A state district judge Monday denied ousted Lafayette Parish schools Superintendent Pat Cooper’s request for a new trial to reconsider his November 2014 termination.
State District Judge Patrick Michot said at Monday’s hearing he stands by the decision he made in September when he ruled the board was within its rights to fire Cooper after the former superintendent set the salaries of five principals outside the board-adopted salary schedule.
Michot said setting the salaries outside the board’s approved salary schedule was a violation of both board policy and state law.
Cooper requested a new trial, asking Michot to reconsider the merits of his termination challenge.
Michot said Monday a new trial is not an opportunity “to get another bite of the apple” or to make new arguments with the benefit of hindsight.
In the 2013-14 school year, five principals were hired and paid for working 244 days, which was a higher salary than what was being paid to other principals, who were being paid for working 224 days or fewer days based on their school assignment. Cooper has defended the salary decision as a way to attract principals to low-performing schools.

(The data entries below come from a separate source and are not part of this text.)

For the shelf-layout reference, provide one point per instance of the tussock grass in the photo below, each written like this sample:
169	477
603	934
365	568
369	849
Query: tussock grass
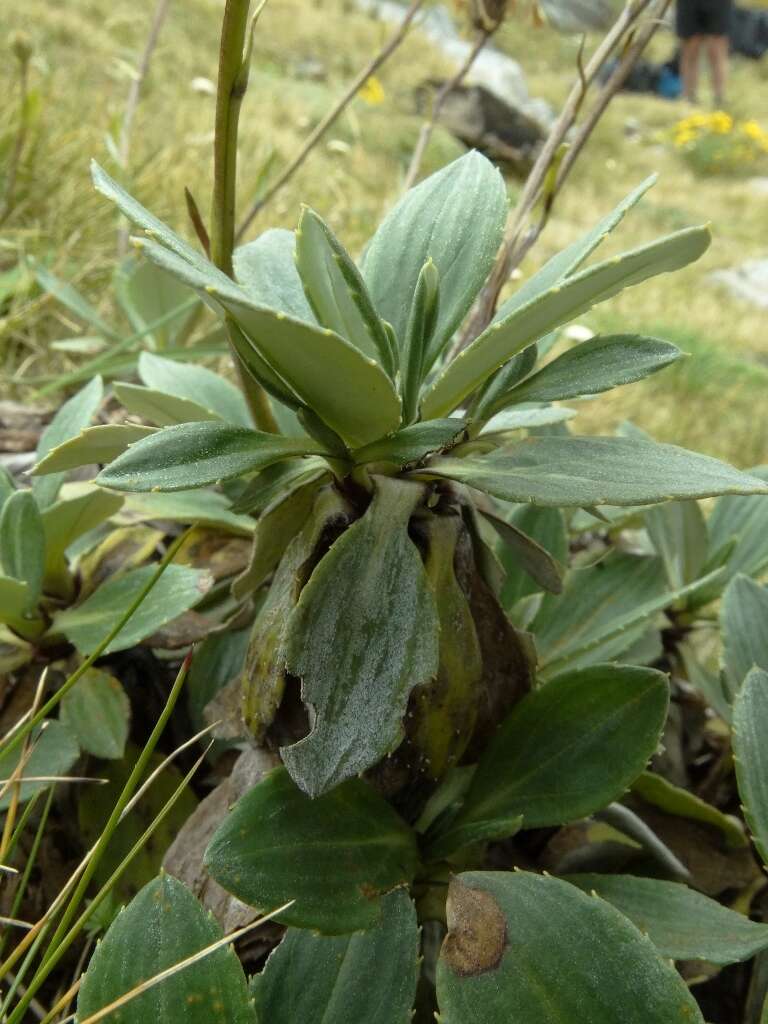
306	51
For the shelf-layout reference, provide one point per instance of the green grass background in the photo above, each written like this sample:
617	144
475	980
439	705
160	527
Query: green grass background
85	52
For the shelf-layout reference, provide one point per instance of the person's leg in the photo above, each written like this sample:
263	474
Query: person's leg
717	51
689	59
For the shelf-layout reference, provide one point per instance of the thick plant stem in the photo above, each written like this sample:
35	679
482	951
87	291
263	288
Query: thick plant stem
235	58
231	85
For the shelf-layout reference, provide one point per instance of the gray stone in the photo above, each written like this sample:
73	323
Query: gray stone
748	282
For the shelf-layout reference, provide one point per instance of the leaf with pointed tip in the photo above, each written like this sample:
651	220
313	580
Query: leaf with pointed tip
364	634
528	554
674	800
561	303
336	290
66	520
681	923
417	358
458	837
744	626
161	927
196	384
598	365
520	418
751	755
276	481
264	670
152	225
73	417
97	712
567	261
569	748
602	611
160	409
547	528
678	531
336	856
93	444
740	524
175	592
584	471
204	508
23	544
457	218
265	269
531	949
313	361
54	751
413	443
368	976
194	455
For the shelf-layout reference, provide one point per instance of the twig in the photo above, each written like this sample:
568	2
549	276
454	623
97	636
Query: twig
515	246
448	87
315	135
23	52
124	143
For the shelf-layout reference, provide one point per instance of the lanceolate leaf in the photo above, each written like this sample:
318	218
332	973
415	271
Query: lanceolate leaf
678	531
66	520
161	927
193	455
276	482
266	271
86	625
561	303
54	752
413	443
336	290
152	225
569	259
69	421
263	675
368	976
658	792
185	380
744	625
457	218
23	544
750	728
94	444
419	346
530	949
160	409
587	471
598	365
204	508
313	361
570	748
335	856
681	923
740	523
547	528
364	635
528	554
97	712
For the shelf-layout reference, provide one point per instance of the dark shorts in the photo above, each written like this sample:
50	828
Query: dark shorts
704	17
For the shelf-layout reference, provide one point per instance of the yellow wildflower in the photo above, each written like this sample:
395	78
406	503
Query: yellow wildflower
372	91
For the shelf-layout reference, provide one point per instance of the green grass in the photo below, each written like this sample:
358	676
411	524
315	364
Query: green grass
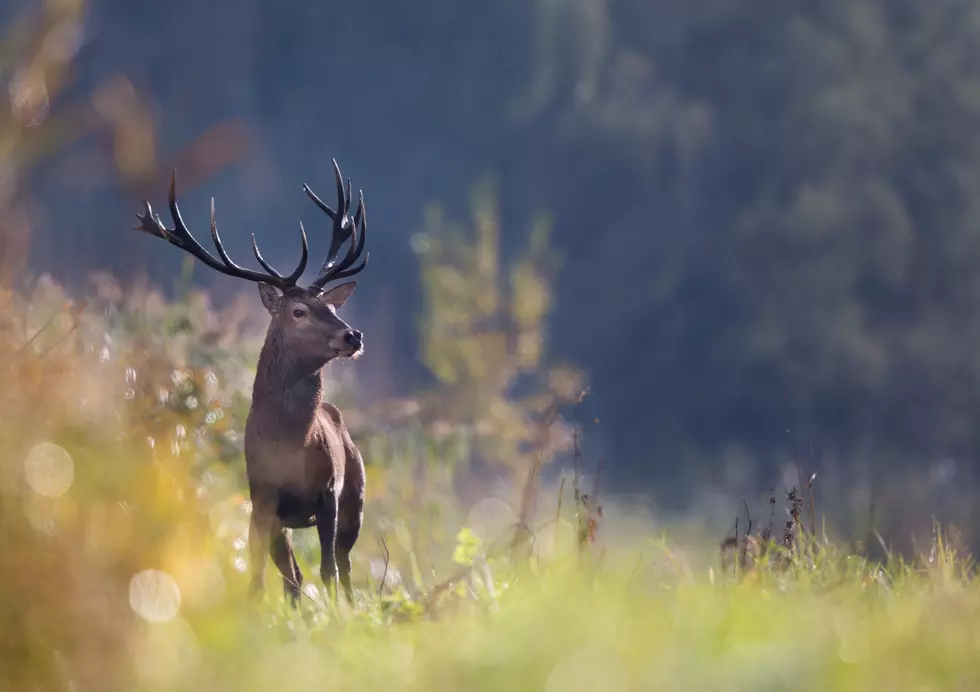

Michot stood by his initial ruling that state law gives the authority to the School Board to set the salary schedule and that in this case, the schedule wasn’t followed.
Following the hearing, Cooper said he plans to appeal to the 3rd Circuit Court of Appeal.
“We used the salary schedule,” Cooper said in defense of his decision. “How many people are hired late and we prorate their pay based on the days they work? I had these people working more days and prorated them based on 244 days. They didn’t work less than that.”
During Monday’s hearing, board attorney Dennis Blunt displayed several large exhibit cards on an easel that illustrated some of the testimony from Bruce Leininger, human resources director, and Billy Guidry, chief financial officer. Another card displayed board policy and state law relevant to the case.
Lane Roy, Cooper’s attorney, told the judge that Cooper and Leininger were in agreement about principals’ pay needing to be higher to attract candidates to the job.
Blunt argued that Leininger didn’t testify during Cooper’s employment hearing with the School Board in November 2014 that it was his suggestion to alter the principals’ pay.
“(Cooper) made up his own salary schedule,” Blunt told the judge, and later added that the superintendent had to cross out one number and pay the principals another to calculate their salaries, which was not in line with the set schedule approved by the board.
Cooper shook his head and spoke to Roy during Blunt’s argument before the judge.
Roy told Michot that if Cooper did as Blunt suggested — and paid principals more than the schedule — Cooper would be guilty of a criminal act because paying employees money for time they didn’t work would be equivalent to donating public funds, which is against the law. Criminal claims were never made and no directives from the Attorney General’s Office of any violations of the law were ever received after the principal pay issue was questioned by the board, Roy said.
“(Leininger) doesn’t say (Cooper) decided, he says, ‘we’ decided. He quoted Leininger up there,” Roy said, referencing the oversized card holding parts of Leininger’s testimony.
“(Leinginger) said, ‘We decided this was the way to get principals.’ When asked if (he) thought what he was doing was valid and legitimate, Leininger said, ‘Yes.’ There was no deviation. The schedule was followed,” Roy told the judge.